Moores Cancer Center, UC San Diego, La Jolla, CA.
Department of Cellular and Molecular Medicine, UC San Diego, La Jolla, CA.
J Clin Oncol. 2024 Oct 20;42(30):3550-3560. doi: 10.1200/JCO.23.02641. Epub 2024 Jul 31.
Cancers with homologous recombination deficiency (HRD) can benefit from platinum salts and poly(ADP-ribose) polymerase inhibitors. Standard diagnostic tests for detecting HRD require molecular profiling, which is not universally available.
We trained DeepHRD, a deep learning platform for predicting HRD from hematoxylin and eosin (H&E)-stained histopathological slides, using primary breast (n = 1,008) and ovarian (n = 459) cancers from The Cancer Genome Atlas (TCGA). DeepHRD was compared with four standard HRD molecular tests using breast (n = 349) and ovarian (n = 141) cancers from multiple independent data sets, including platinum-treated clinical cohorts with RECIST progression-free survival (PFS), complete response (CR), and overall survival (OS) endpoints.
DeepHRD predicted HRD from held-out H&E-stained breast cancer slides in TCGA with an AUC of 0.81 (95% CI, 0.77 to 0.85). This performance was confirmed in two independent primary breast cancer cohorts (AUC, 0.76 [95% CI, 0.71 to 0.82]). In an external platinum-treated metastatic breast cancer cohort, samples predicted as HRD had higher complete CR (AUC, 0.76 [95% CI, 0.54 to 0.93]) with 3.7-fold increase in median PFS (14.4 3.9 months; = .0019) and hazard ratio (HR) of 0.45 ( = .0047). There were no significant differences in nonplatinum treatment outcome by predicted HRD status in three breast cancer cohorts, including CR (AUC, 0.39) and PFS (HR, 0.98, = .95) in taxane-treated metastatic breast cancer. Through transfer learning to high-grade serous ovarian cancer, DeepHRD-predicted HRD samples had better OS after first-line (HR, 0.46; = .030) and neoadjuvant (HR, 0.49; = .015) platinum therapy in two cohorts.
DeepHRD can predict HRD in breast and ovarian cancers directly from routine H&E slides across multiple external cohorts, slide scanners, and tissue fixation variables. When compared with molecular testing, DeepHRD classified 1.8- to 3.1-fold more patients with HRD, which exhibited better OS in high-grade serous ovarian cancer and platinum-specific PFS in metastatic breast cancer.
同源重组缺陷(HRD)的癌症可以从铂盐和聚(ADP-核糖)聚合酶抑制剂中获益。检测 HRD 的标准诊断测试需要分子分析,但并非普遍可用。

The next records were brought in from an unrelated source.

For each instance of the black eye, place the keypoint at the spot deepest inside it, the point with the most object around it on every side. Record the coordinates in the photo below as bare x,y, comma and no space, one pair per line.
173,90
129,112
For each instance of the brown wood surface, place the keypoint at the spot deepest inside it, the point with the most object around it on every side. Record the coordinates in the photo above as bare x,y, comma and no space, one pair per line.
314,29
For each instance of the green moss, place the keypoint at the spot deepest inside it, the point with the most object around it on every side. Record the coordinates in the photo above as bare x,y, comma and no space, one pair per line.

我们使用来自癌症基因组图谱(TCGA)的原发性乳腺癌(n=1008)和卵巢癌(n=459)训练了 DeepHRD,这是一种用于从苏木精和伊红(H&E)染色组织学幻灯片预测 HRD 的深度学习平台。使用来自多个独立数据集的乳腺癌(n=349)和卵巢癌(n=141)癌症,将 DeepHRD 与四种标准 HRD 分子测试进行了比较,包括具有 RECIST 无进展生存期(PFS)、完全缓解(CR)和总生存期(OS)终点的铂类治疗临床队列。
DeepHRD 预测 TCGA 中保留的 H&E 染色乳腺癌幻灯片中的 HRD,AUC 为 0.81(95%CI,0.77 至 0.85)。这一性能在两个独立的原发性乳腺癌队列中得到了证实(AUC,0.76 [95%CI,0.71 至 0.82])。在一个外部的铂类治疗转移性乳腺癌队列中,预测为 HRD 的样本具有更高的完全 CR(AUC,0.76 [95%CI,0.54 至 0.93]),中位 PFS 增加了 3.7 倍(14.4 3.9 个月; =.0019),风险比(HR)为 0.45( =.0047)。在三个乳腺癌队列中,根据预测的 HRD 状态,非铂类治疗结果没有显著差异,包括紫杉醇治疗转移性乳腺癌的 CR(AUC,0.39)和 PFS(HR,0.98, =.95)。通过转移学习到高级别浆液性卵巢癌,DeepHRD 预测的 HRD 样本在两个队列的一线(HR,0.46; =.030)和新辅助(HR,0.49; =.015)铂类治疗后具有更好的 OS。
DeepHRD 可以直接从多个外部队列、幻灯片扫描仪和组织固定变量的常规 H&E 幻灯片中预测乳腺癌和卵巢癌中的 HRD。与分子检测相比,DeepHRD 将 1.8 至 3.1 倍更多的 HRD 患者进行分类,在高级别浆液性卵巢癌中表现出更好的 OS,在转移性乳腺癌中表现出更好的铂类特异性 PFS。